The name Palmyra means city of palm trees. It's an ancient place built around an oasis and fought over by many ancient super powers, as it was a key stop for caravans going through the desert. It was the throne of Queen Zenobia, who defied the Roman empire and conquered the surrounding area.
I didn't know what to expect from Palmyra. I really didn't read familiarize myself with the sights of Syria as I didn't expect to cross the border. I've come to realize that this is the place to see if traveling through this country. It rivals everything I've seen on my trip, including Turkey.
I got off the bus around lunch time, found a hotel and immediately left to explore the ruins. Right off the bat I noticed that it's a vast area. Most of it one can explore for free, it's just too big to build a wall around it and charge admission. Though the best sights among the ruins are closed off and a ticket is required.
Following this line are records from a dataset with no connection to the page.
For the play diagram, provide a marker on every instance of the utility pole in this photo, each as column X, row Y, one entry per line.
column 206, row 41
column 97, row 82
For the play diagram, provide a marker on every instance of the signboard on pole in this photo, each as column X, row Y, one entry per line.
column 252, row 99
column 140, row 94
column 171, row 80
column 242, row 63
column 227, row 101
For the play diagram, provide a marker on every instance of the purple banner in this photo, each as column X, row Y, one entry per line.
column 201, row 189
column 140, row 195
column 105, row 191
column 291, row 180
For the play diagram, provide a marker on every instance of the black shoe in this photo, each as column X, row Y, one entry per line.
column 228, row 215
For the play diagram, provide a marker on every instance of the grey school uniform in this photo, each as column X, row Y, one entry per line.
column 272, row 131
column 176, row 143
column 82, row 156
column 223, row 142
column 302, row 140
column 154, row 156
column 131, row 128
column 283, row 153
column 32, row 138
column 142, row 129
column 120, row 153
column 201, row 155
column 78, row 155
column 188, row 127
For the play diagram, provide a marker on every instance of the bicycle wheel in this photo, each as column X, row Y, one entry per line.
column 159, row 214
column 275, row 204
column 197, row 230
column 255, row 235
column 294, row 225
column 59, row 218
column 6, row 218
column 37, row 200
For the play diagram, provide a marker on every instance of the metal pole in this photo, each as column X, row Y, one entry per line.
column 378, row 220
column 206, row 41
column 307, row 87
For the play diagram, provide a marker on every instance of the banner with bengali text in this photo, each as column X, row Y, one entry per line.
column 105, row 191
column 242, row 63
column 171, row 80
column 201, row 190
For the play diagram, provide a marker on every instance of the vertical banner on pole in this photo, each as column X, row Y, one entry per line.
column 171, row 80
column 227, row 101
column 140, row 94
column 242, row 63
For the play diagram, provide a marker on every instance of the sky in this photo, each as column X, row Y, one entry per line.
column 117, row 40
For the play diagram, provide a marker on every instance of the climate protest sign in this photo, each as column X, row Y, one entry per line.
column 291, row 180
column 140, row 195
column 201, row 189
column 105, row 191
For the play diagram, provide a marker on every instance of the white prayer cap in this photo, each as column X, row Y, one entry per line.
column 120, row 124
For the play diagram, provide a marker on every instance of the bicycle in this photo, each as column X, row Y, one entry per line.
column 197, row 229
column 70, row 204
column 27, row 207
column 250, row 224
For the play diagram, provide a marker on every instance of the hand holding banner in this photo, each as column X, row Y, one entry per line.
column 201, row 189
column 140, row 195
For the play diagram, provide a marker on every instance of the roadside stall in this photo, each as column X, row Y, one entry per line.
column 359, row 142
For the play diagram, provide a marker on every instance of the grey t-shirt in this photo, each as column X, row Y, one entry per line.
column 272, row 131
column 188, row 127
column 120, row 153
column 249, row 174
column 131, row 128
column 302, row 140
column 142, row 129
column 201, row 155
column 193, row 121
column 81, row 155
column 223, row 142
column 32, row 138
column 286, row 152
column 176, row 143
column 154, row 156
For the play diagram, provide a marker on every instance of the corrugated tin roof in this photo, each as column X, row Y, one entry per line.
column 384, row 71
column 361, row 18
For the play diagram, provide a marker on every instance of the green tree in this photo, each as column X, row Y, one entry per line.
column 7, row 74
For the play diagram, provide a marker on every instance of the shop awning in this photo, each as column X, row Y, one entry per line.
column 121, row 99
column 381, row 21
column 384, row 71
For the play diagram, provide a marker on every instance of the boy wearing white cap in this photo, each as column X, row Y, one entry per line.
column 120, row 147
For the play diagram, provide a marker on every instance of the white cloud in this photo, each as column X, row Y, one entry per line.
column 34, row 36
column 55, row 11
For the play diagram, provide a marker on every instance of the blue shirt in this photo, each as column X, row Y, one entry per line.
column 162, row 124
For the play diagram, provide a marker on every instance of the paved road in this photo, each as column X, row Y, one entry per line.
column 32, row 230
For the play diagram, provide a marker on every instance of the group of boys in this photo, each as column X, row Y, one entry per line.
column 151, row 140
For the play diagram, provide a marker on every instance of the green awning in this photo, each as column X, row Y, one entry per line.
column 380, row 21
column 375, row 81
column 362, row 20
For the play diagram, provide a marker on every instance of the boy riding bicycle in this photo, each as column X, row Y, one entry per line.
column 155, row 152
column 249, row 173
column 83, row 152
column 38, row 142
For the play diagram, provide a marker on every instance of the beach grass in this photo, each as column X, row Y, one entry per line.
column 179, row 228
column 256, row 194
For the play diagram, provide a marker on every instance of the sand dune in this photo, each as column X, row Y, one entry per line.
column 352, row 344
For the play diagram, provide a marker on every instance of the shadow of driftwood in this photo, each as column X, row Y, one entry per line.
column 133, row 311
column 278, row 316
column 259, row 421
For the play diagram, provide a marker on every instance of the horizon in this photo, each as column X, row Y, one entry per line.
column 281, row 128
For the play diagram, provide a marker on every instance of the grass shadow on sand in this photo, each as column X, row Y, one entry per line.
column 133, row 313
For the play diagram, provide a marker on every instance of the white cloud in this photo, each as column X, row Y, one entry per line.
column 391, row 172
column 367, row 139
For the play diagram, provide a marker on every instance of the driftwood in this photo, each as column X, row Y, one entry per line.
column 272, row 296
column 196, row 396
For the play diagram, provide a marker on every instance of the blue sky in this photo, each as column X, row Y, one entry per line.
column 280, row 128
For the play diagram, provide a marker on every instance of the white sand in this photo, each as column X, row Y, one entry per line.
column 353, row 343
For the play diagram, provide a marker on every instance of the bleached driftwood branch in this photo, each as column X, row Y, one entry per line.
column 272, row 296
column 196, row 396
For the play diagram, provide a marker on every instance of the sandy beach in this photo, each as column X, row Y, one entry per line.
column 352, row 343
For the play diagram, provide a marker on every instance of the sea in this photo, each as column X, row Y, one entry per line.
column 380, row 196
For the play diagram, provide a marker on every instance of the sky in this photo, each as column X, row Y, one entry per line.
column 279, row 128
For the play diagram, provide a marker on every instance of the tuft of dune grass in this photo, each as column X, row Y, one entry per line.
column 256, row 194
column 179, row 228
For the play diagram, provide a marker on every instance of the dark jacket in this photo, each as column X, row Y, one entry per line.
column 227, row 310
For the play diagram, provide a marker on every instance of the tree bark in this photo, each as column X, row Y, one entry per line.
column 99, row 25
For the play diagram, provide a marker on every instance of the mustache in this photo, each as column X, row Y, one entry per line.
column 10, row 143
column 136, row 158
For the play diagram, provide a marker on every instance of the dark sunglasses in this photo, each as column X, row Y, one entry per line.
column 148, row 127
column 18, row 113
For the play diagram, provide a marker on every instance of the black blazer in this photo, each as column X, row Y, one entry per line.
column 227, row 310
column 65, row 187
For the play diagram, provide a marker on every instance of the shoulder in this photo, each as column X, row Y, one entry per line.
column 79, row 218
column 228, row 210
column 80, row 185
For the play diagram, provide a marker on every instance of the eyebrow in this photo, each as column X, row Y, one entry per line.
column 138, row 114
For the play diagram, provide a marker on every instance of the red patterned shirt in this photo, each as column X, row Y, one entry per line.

Like with previous tourists sights, there were locals patrolling the area trying to sell you junk. In addition there were also camel owners offering tourists a ride for $2-$20 dollars. The price kept getting smaller as I walked away. :) My experience riding camels in India left me quite sore and I didn't have any desire to do it again.
I spent the entire afternoon walking around and taking photos and was surprised to see very few tourists. The sun started to go down and it was pretty cloudy so I thought there wouldn't be much of a sunset. But just as I started heading back to town, the colours in the clouds started turning red, orange and purple and I broke out the camera. Unfortunately I was far from the really good silhouettes, but I managed to capture some of the colour.
In an entire afternoon I think I only managed to see a third of the interesting sights. In addition to the ruins there is a citadel that overlooks the oasis and some tomb towers in the nearby hills. This will be my agenda for tomorrow.